CG: What are some resources for programmers who want to start programming for IPv6?
This site contains some good reference material, sample application code, and a tutorial on porting applications from IPv4-only to dual stack capability in C, PERL, and Python. Programmers in other languages should be able to use these to get a general idea of what is needed in their languages as well.
CG: Do you have an IPv6 “Go Bag” for escaping when the stuff really hits the fan? Where are you going to hide?
Both my network and my employers network are fully deployed with IPv6. We’re running full production grade dual-stack environments, so, we really aren’t too worried about the impact on our environments at this time. Instead, we’re trying to help get the word out and assist others who are a bit behind in the transition. We’ve started offering consulting and training services to assist others in their migrations.
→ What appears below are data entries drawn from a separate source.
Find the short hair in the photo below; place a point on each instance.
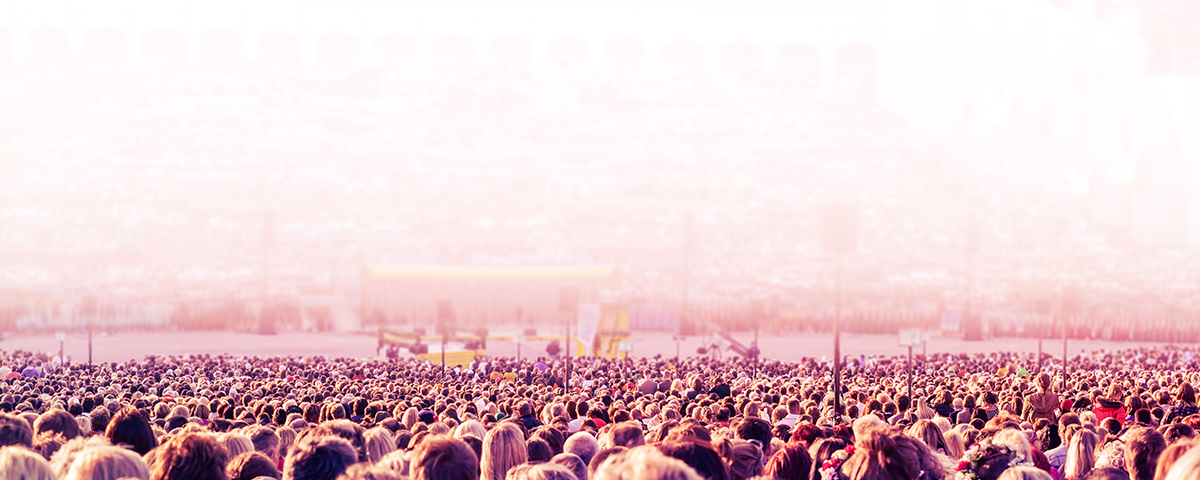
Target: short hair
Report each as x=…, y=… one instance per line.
x=131, y=427
x=15, y=431
x=378, y=443
x=503, y=449
x=107, y=463
x=18, y=462
x=59, y=421
x=345, y=430
x=1025, y=473
x=582, y=444
x=791, y=462
x=370, y=472
x=443, y=457
x=628, y=435
x=571, y=462
x=264, y=441
x=757, y=430
x=1143, y=449
x=235, y=443
x=319, y=457
x=540, y=472
x=252, y=465
x=645, y=463
x=538, y=450
x=190, y=456
x=1110, y=473
x=700, y=456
CG: Why did this have to happen? Why weren’t a bunch of 1960s Bell Labs hippies smart enough to add more numbers to the IP addressing system? Why, Owen, Why?
The internet really started in the 70s as a DARPA research project. At the time, there were 60 or so institutions expected to connect. As the interested research community grew, the addressing scheme was expanded from 8 bits (256 addresses in the predecessor to Internet Protocol (IP) known as Network Control Protocol (NCP)) to 32 bits (the IPv4 addresses we have today). At the time, it was still expected that the internet would serve largely defense, research, and educational institutions. It was essentially a laboratory experiment on a really large scale. The expectation was that 3.2+ billion addresses would be way more than enough for the anticipated few million users. At the time, nobody had even thought of the world wide web or any consumer applications for the internet.
It was something advanced computer students and researchers used to exchange messages and trade software and information. There were no graphics, no web sites, and speed was measured in kilobits per second.
The introduction of the world wide web in the early 1990s was a major turning point in internet history. The web is the tool that allowed the rat to escape from the laboratory and start breeding in the real world. In essence, we completely lost control of the experiment and it started breeding uncontrollably in the wild. Researchers realized the problem almost immediately and work on IPv6 began in the mid 1990s, resulting in early IPv6 RFCs and implementations from 1998 forward. The community has been working towards IPv6 deployment in earnest since about 2002, but, it’s been a tough sell with management and others because it was perceived as a cost without any additional revenue. There was no new killer app. like the World Wide Web to jumpstart IPv6 mainstream deployment. It also didn’t help that standards organizations like the broadband forum dragged their feet quite a bit. Standards for DSL implementations of IPv6 were not finalized until November of last year.
At this point, we are where we are. We’re running out of unused IPv4 addresses very soon and we’re way behind where we should be on IPv6 deployment and trying to play catch-up. There’s value in learning from history, but, not a lot of point in looking back to place blame on people for not knowing then what we know today.
CG: So in the end, I might be overreacting, right?
O: This really just means that there are new tradeoffs between existing functionality of the IPv4 internet and continued expansion until we can get things moved over to IPv6. Nobody dies, nothing becomes fundamentally broken. The internet doesn’t grind to a sudden halt. Many users may have their existing functionality reduced in order to support additional users. That’s about the worst real consequence.